# Python Dictionaries

Python is built around dictionaries. The various namespaces include globals, locals, module dictionaris, class dictionaries, instance dictionaries.

## Instance Dictionaries
Create a class to track user assignments with a property category.

In [9]:
import sys

class UserProperty:
    def __init__(self, v0, v1, v2, v3, v4):
        self.guido = v0
        self.sarah = v1
        self.barry = v2
        self.rachel = v3
        self.tim = v4
    
    def __repr__(self):
        return 'UserProperty(%r, %r, %r, %r, %r)' \
                % (self.guido, self.sarah, self.barry, self.rachel, self.tim)
    
colors = UserProperty('blue', 'orange', 'green', 'yellow', 'red')
cities = UserProperty('austin', 'dallas', 'tuscon', 'reno', 'portland')
fruits = UserProperty('apple', 'banana', 'orange', 'pear', 'peach')

for user in [colors, cities, fruits]:
    print(vars(user))

print(list(map(sys.getsizeof, map(vars, [colors, cities, fruits]))))

{'guido': 'blue', 'sarah': 'orange', 'barry': 'green', 'rachel': 'yellow', 'tim': 'red'}
{'guido': 'austin', 'sarah': 'datas', 'barry': 'tuscon', 'rachel': 'reno', 'tim': 'portland'}
{'guido': 'apple', 'sarah': 'banana', 'barry': 'orange', 'rachel': 'pear', 'tim': 'peach'}
[112, 112, 112]


# Evolution: A dozen good ideas
In the beginning dinosaus roamed the earth, there were databases (columns, rows)

_Index into the database_

## Setup
Here is our sample data to store in our dictionaries.

In [56]:
from __future__ import division, print_function
from pprint import pprint

keys = 'guido sarah barry rachel tim'.split()
values1 = 'blue orange green yelow red'.split()
values2 = 'austin dallas tuscon reno portland'.split()
values3 = 'apple banana orange pear peach'.split()
hashes = list(map(abs, map(hash, keys)))
entries = list(zip(hashes, keys, values1))
comb_entries = list(zip(hashes, keys, values1, values2, values3))

## How a Database Would Do It
The data is dense (no holes or over-allocations).

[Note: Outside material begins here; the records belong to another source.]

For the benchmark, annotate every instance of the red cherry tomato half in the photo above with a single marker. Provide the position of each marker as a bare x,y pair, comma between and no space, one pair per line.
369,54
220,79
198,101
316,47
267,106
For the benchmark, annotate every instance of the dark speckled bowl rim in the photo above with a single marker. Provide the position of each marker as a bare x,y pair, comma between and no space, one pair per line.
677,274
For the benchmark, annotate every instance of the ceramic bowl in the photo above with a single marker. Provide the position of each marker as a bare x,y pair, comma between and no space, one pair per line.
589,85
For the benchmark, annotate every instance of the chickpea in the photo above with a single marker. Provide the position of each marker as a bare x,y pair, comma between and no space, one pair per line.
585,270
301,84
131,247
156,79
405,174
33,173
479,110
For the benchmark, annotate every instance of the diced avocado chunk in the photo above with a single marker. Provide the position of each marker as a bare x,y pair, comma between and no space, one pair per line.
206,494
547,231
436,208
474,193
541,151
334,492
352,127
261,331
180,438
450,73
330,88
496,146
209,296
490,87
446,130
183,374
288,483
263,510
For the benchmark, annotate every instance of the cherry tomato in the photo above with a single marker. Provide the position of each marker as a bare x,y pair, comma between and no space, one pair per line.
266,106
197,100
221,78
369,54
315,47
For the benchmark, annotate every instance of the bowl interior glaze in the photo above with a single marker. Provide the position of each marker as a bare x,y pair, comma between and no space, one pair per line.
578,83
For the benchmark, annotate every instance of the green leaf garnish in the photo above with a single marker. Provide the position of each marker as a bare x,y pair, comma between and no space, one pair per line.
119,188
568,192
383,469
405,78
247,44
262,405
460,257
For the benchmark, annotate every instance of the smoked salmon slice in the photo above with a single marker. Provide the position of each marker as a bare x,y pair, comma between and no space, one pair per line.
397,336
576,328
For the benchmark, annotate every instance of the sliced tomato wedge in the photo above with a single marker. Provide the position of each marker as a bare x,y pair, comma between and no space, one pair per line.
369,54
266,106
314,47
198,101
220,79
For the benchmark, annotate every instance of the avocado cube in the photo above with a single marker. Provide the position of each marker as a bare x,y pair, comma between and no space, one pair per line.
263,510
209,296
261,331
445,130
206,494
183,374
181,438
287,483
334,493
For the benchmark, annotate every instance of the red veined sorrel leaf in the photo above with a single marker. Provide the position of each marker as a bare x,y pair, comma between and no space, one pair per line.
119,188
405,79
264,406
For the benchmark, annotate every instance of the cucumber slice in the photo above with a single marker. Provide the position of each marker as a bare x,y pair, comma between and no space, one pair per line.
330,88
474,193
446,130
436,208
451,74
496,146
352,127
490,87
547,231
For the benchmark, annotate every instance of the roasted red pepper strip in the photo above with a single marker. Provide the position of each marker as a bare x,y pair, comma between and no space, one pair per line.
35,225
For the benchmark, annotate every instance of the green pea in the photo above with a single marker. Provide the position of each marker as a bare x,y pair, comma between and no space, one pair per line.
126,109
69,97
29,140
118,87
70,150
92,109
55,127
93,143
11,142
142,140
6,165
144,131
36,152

Without an index, the search is linear.

In [57]:
def database_linear_search():
    pprint(list(zip(keys, values1, values2, values3)))
# Structure:    
database_linear_search()

[('guido', 'blue', 'austin', 'apple'),
 ('sarah', 'orange', 'dallas', 'banana'),
 ('barry', 'green', 'tuscon', 'orange'),
 ('rachel', 'yelow', 'reno', 'pear'),
 ('tim', 'red', 'portland', 'peach')]


## How LISP Would Do It
stores list of pairs. (key-value tuple)

In [58]:
def association_lists():
    pprint([
        list(zip(keys, values1)),
        list(zip(keys, values2)),
        list(zip(keys, values3)),
    ])
association_lists()

[[('guido', 'blue'),
  ('sarah', 'orange'),
  ('barry', 'green'),
  ('rachel', 'yelow'),
  ('tim', 'red')],
 [('guido', 'austin'),
  ('sarah', 'dallas'),
  ('barry', 'tuscon'),
  ('rachel', 'reno'),
  ('tim', 'portland')],
 [('guido', 'apple'),
  ('sarah', 'banana'),
  ('barry', 'orange'),
  ('rachel', 'pear'),
  ('tim', 'peach')]]


## Sparate Chaining
Use multiple buckets to reduce the linear search by a constant factor

In [59]:
def separate_chaining(n):
    buckets = [[] for i in range(n)]
    for pair in entries:
        hash, key, value = pair
        i = hash % n
        buckets[i].append(pair)
    print(buckets)
separate_chaining(2)

[[(2115095632030872316, 'guido', 'blue'), (5958691992108336732, 'sarah', 'orange'), (6831221632828924534, 'barry', 'green'), (3038847795535729636, 'rachel', 'yelow')], [(9001216757337362437, 'tim', 'red')]]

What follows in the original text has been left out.